Cerium(IV) hydroxide, also known as ceric hydroxide, is an inorganic compound with the chemical formula Ce(OH)4. It is a yellowish powder that is insoluble in water but soluble in concentrated acids.

Production
Cerium(IV) hydroxide can be produced by reacting cerium(III) carbonate and acetic acid, then oxidizing it with hydrogen peroxide in base.

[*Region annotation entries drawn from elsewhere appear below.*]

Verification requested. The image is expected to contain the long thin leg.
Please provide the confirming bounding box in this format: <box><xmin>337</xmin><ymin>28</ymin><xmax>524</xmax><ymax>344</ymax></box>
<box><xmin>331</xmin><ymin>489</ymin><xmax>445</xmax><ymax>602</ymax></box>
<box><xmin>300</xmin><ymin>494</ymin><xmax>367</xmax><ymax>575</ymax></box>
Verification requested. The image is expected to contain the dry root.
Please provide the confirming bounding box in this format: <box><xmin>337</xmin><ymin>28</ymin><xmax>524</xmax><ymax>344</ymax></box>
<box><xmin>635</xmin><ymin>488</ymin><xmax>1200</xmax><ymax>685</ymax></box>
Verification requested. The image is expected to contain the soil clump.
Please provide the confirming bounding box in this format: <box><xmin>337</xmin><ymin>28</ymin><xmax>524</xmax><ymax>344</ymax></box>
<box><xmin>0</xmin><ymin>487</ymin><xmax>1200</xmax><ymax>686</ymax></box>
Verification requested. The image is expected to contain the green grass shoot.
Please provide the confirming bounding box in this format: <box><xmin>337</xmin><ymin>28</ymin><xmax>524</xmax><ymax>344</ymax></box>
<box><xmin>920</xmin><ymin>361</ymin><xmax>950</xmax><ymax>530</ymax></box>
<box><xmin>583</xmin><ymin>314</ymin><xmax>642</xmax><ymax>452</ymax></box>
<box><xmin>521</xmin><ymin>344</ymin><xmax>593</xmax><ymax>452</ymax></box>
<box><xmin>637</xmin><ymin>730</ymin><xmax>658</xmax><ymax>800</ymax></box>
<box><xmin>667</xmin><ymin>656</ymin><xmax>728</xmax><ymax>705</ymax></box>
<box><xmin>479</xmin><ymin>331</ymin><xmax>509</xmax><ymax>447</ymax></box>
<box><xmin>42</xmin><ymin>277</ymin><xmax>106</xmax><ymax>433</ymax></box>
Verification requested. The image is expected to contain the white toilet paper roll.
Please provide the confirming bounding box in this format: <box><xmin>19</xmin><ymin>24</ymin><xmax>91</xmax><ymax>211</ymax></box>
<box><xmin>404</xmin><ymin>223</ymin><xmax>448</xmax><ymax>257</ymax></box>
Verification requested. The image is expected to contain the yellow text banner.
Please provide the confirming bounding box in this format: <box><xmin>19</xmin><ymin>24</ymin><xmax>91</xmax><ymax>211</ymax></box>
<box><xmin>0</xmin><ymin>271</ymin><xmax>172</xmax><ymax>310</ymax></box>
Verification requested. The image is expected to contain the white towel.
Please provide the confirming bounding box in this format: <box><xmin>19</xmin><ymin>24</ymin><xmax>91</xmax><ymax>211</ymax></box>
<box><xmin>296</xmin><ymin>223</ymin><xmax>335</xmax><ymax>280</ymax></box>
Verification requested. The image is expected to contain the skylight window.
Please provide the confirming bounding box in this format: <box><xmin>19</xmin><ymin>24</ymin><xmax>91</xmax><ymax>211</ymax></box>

The reactions are:
 Ce2(CO3)3 + 6 CH3COOH → 2 Ce(CH3COO)3 + 3 CO2↑ + 3 H2O
 2 Ce(CH3COO)3 + 3 H2O2 + 4 H2O → 2 Ce(OH)3(OOH) + 6 CH3COOH
 CH3COOH + NaOH → CH3COONa + H2O
 2 Ce(OH)3(OOH) → 2 Ce(OH)4↓ + O2↑
The net equation is：
 Ce2(CO3)3 + 6 CH3COOH + 3 H2O2 + 6 NaOH —343 K→ 2 Ce(OH)4 + 6 CH3COONa + O2↑ + 3 CO2↑ + 5 H2O
If using cerium(III) nitrate as ingredient,  a similar reaction occurs:
 2 Ce(NO3)3 + 3 H2O2 + 6 NH3·H2O → 2 Ce(OH)3(OOH)↓ + 6 NH4NO3 + 2 H2O
 Ce(OH)3(OOH) —Δ→ 2 Ce(OH)4↓ + O2↑
It might also prepared by addition of sodium hydroxide or ammonium hydroxide to a Ce4+ solution, being obtained as a gelatinous precipitate described as CeO2·xH2O, (x = 0.5–2). Boiling an insoluble Ce4+ salt in NaOH gives granular Ce(OH)4.